Sınav kelimesinin eş anlamı aşağı yukarı belliydi.

Sınav bir engeldi, bizim kendi alanızmızla, kendi gruplarımızla, içinde bulunduğumuz bir alanda diğerlerinden ayrılarak yükseltmemizi sağlardı.

Ama şimdi yaşayacağımızı söylediği sınav bunların hiç birini barındırmıyordu.

Bizim kendimizi kanıtlamız gereken biri yoktu, olmamalıydı.

Zaten sadece kendimize zor yeten canlarımız varken birde onları bir sınav içinmi tüketecektik?

"Ne diyor bu it!?" Kahverengi hareler en az ait olduğu beden kadar öfkeye bulanmıştı. Barlas kendini zor dizginlediğini dişlerini sıkarak belli ediyordu. Çenesi neredeyse kırılacak gibi görünüyordu.

"Bu itham hoş değil delikanlı, özellikle senin gibi altın bir aile çocuğu için."

Altın bir aile çocuğu.

Barlas Keskin.

Barlas duyduğu sözlerle neredeyse donakalmış gibiydi. Kaşları boşlukta usulca havalanırken sessizliği iyiye işaret değildi.

"Altın aileyi götüne sokarım lan!" Diye birden bağırıp televizyona ilerlemeye başladığında yanı başımda duran Demirhan yapacağı hamleyi anlamış olacakki hızlı bir şekilde onun önüne geçmiş, bedenini etrafına sararak onu zar zor zapdetmeye çalışmıştı.

"Anlatmışlardı, ama gözlerinde o öfkeyi bu kadar canlı göreceğimi düşünmemiştim Barlas. Unutma öfke düşman değildir, dosttur. Öfke seni yaşatır, öfke seni hayatta tutar." Ekranımızı kaplayan adamın yeşil irislerindeki çizikleri gördük bir an, ardından sert duvarlarını geri bırakarak sözlerine devam etti.

"Sevgi değil, öfke insanı yaşatır, sevgi mutlu eder fakat onun da her şey gibi sonu vardır. Öfkenin yoktur evlat, öfken ne kadar büyük olursa, sen de o kadar büyük olursun. Bunu sakın unutma."

Barlas'ın bedeni kaskatı kesilmiş, karşısında duran adamı dinliyordu. Harelerinde gördüğümüz kaybolmuşluk bir kaç aptal sözün dizginlemeye çalıştığımız o canavara dokunduğuydu.

Barlas'ın öfkesini yaşamamıştık, sürekli her daim sorun yaşamamıza rağmen, Barlas'ın adil kontrolünü kaybettiği zaman çevremizde ki hiç bir şeyin sağlam kalmayacağını biliyorduk.

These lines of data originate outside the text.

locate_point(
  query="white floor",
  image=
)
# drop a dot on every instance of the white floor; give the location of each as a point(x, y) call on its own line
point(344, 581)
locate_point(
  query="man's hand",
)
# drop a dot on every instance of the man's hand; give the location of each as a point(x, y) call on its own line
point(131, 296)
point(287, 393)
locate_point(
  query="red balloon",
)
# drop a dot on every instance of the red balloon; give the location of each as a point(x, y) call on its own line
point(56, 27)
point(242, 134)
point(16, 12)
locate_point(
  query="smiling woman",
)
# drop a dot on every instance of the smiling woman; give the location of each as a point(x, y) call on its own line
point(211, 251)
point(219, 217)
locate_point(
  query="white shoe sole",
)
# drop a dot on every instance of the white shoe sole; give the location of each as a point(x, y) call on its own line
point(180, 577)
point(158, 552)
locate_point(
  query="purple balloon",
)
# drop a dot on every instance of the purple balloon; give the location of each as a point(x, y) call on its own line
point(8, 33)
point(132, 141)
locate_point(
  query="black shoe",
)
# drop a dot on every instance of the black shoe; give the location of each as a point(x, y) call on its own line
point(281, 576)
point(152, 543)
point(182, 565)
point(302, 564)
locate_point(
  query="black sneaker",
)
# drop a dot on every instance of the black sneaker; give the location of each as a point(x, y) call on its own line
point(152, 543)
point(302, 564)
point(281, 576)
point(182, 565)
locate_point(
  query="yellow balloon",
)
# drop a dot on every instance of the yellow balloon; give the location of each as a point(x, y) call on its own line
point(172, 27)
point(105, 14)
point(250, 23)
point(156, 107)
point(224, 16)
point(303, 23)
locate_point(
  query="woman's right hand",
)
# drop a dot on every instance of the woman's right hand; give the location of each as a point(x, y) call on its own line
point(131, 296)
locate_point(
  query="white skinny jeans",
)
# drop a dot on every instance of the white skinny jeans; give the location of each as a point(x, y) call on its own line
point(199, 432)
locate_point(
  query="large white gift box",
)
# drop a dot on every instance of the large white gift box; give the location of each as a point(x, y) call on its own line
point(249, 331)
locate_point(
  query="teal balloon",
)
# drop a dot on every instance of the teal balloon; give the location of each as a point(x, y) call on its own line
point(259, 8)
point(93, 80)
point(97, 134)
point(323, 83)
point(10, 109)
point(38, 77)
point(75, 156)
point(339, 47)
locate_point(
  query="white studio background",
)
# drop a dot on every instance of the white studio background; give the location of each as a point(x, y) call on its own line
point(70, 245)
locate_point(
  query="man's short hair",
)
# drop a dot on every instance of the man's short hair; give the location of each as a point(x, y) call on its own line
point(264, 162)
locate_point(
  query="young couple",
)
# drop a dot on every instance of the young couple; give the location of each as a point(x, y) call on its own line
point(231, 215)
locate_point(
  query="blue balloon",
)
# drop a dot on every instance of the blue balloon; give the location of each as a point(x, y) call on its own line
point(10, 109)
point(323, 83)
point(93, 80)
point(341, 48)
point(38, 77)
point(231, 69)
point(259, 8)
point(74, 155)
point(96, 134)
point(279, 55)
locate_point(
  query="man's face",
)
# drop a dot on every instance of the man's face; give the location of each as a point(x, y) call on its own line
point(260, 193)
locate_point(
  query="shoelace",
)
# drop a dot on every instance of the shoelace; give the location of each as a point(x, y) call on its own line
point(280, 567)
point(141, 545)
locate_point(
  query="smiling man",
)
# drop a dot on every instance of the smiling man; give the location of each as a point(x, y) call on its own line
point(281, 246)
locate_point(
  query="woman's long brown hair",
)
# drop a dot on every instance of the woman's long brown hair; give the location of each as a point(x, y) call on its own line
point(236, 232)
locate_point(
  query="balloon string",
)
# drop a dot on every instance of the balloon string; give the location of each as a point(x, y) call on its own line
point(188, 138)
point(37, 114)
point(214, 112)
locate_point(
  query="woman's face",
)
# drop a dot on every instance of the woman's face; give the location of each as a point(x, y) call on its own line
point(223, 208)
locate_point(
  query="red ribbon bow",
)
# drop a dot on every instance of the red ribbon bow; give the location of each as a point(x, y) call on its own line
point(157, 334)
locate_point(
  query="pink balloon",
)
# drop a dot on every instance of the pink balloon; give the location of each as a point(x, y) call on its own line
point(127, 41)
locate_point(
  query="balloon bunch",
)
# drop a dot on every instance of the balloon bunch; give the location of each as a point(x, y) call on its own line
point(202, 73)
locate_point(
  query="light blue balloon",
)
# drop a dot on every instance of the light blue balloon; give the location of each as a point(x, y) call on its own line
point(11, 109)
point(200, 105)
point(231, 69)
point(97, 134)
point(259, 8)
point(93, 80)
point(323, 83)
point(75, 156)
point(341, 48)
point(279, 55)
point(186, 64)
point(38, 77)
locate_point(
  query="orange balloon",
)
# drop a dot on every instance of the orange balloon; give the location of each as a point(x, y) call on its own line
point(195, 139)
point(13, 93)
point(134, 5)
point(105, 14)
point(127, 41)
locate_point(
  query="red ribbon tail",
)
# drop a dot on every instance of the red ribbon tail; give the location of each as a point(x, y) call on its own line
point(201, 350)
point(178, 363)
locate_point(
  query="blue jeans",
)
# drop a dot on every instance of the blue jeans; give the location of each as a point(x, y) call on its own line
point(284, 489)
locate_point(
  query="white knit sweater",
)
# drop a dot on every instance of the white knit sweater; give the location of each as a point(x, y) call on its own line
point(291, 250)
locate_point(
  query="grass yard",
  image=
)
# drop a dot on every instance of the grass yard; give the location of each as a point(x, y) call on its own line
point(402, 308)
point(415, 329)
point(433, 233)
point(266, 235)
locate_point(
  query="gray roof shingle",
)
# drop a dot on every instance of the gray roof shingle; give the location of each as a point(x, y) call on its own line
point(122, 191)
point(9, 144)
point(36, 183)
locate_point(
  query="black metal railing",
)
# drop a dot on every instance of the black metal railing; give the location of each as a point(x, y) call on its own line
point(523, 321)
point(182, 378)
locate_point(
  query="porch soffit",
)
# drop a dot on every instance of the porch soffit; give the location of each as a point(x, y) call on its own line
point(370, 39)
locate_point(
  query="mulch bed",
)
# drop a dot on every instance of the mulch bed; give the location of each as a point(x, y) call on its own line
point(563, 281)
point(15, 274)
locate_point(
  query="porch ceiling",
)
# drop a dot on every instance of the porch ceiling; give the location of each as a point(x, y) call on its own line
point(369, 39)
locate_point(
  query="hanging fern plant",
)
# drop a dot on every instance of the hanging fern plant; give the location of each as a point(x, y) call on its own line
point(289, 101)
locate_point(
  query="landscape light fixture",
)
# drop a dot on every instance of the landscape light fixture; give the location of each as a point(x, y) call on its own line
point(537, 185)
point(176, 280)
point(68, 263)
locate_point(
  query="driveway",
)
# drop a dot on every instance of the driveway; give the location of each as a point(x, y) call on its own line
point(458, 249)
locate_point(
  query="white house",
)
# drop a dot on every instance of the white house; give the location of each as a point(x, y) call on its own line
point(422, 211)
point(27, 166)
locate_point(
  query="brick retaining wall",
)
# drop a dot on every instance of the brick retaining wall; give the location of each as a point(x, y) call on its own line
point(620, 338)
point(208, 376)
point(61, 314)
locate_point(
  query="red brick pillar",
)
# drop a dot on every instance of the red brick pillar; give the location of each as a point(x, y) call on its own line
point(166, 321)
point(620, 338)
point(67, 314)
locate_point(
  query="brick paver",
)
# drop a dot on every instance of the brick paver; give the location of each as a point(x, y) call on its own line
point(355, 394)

Barlas'ın öfkesini yıkım olurdu.

Barlas Keskin yıkımdı.

"Artık kes şu sesini!" Karaca dudakları arasından tıslarken ekrandaki adamın yeşil hareleri çoktan Barlas'tan uzaklaşmıştı. Bu sefer ki hedefleri ise yanı başında duran, parmakları ise hala geçmişin izlerini taşıdığı için bileğimde düğümlenen adamdaydı.

"Kaya'nın diğer yeğeninin dışarı çıktığını duymuştum, hatta evet bir kaç gün önce Türkiye'den çıktığını da duymuştum. Ama gerçekten buraya gelebileceğini düşünmemiştim Enes." Yeşil irisleri kısılırken dudağının sol kenarı usulca havalanmıştı. "Gözü kara birisin Enes Akın, bunu sevdim. Cesaretli insanları her zaman severim."

"Lan siktir git artık!" Belki sözleri ve hepimizi tek tek yorumlaması devam edecekti ama Demirhan'ın sert çıkışı ve aynı anda televizyonun tüm fişlerini sökmesi onun konuşmasını engellemişti.

Mavilerimle kara ekranda karşılaşınca kısa bir an kalakalmıştım.

Sınav demişti.

Bu ana kadar yaşadıklarımız planlı mıydı bilmiyorum ama artık öyle olacağı kesindi.